Depuis un an, des partenariats industriels entre entreprises françaises et algériennes s’inscrivent dans une nouvelle dynamique. De nombreux projets conduits par les grands groupes français, dont plusieurs hauts représentants sont présents parmi nous, se sont concrétisés.

Je pense par exemple à la construction de l’usine RENAULT, en coentreprise avec la Société nationale de véhicules automobiles, dont je visiterai le chantier, demain, à Oran.

Je pense aussi à la nouvelle usine du groupe SANOFI dans la ville nouvelle de Sidi Abdallah, dont la première pierre a été posée, à la nouvelle unité de production de gaz industriels d’AIR LIQUIDE ou encore à la poursuite des investissements engagés par le groupe LAFARGE, avec ses partenaires algériens.

Ces grands projets constituent des réussites tangibles et visibles. Ils sont un encouragement aux petites et moyennes entreprises, ainsi qu’aux entreprises de taille intermédiaire de nos deux pays.

Après une période d’effacement, les PME françaises sont, en effet, de retour en Algérie. Beaucoup d’entre elles sont également présentes aujourd’hui, après avoir participé en mai au Forum de partenariat organisé par le ministère du commerce extérieur et Ubifrance.

Une vingtaine de PME ont ainsi noué des partenariats commerciaux, industriels ou technologiques avec des entreprises algériennes.

C’est une très bonne nouvelle. J’ai, en effet, la conviction que nous ne remporterons des succès que si grands groupes et PME font alliance. C’est pourquoi mon Gouvernement a développé, depuis un an, des outils d’accompagnement humain et financier pour les PME, qui veulent développer leurs activités à l’export. C’est l’un des principaux axes du Pacte national pour la croissance, la compétitivité et l’emploi que j’ai présenté aux Français, le 6 novembre 2012.
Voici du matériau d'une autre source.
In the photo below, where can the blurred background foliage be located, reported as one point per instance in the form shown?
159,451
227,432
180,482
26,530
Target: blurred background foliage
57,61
Ces partenariats entre entreprises algériennes et françaises, petites et grandes, privées et publiques, contribuent directement à la modernisation et la diversification de l’économie algérienne. Ils permettent également de soutenir la croissance et la création d’emplois qui sont des priorités pour nos deux gouvernements.

Nous sommes également parvenus à relancer notre coopération industrielle et technologique. Jean-Louis LEVET, Haut responsable pour la coopération industrielle et technologique franco-algérienne, et son homologue algérien, Bachir DEHIMI, sont à l’origine de nombreuses initiatives, dont certaines ont été concrétisées ce matin par la signature de plusieurs accords. Je salue leur mobilisation.

Ces initiatives concernent d’abord la formation professionnelle, avec les projets d’Ecole nationale des métiers ou d’Ecole nationale d’économique industrielle.

Elles favorisent aussi le développement de nos partenariats dans les filières prioritaires que sont l’agriculture et l’agro-alimentaire, l’énergie, les transports ou la santé.

Le lancement aujourd’hui du Club santé Algérie témoigne de toute l’importance de ce secteur pour nos deux pays, bien au-delà des seules dimensions économique ou industrielle.

Oui, la France souhaite accompagner l’Algérie dans la modernisation de son système de santé. Elle est prête à mettre à sa disposition son expérience publique, par le biais notamment de l’AP-HP, dont le Président fait partie de ma délégation. Le savoir-faire de nos entreprises, qui sont nombreuses à participer à cette rencontre, vous est également proposé.

Mesdames et Messieurs,

Chacun des axes, que j’ai évoqués, correspond à des priorités au cœur de l’action de nos gouvernements respectifs et que nous partageons. Cette convergence d’intérêts fait toute la force du partenariat équilibré que nous construisons ensemble. Ce partenariat ne peut que bénéficier des réformes que nous conduisons de part et d’autre.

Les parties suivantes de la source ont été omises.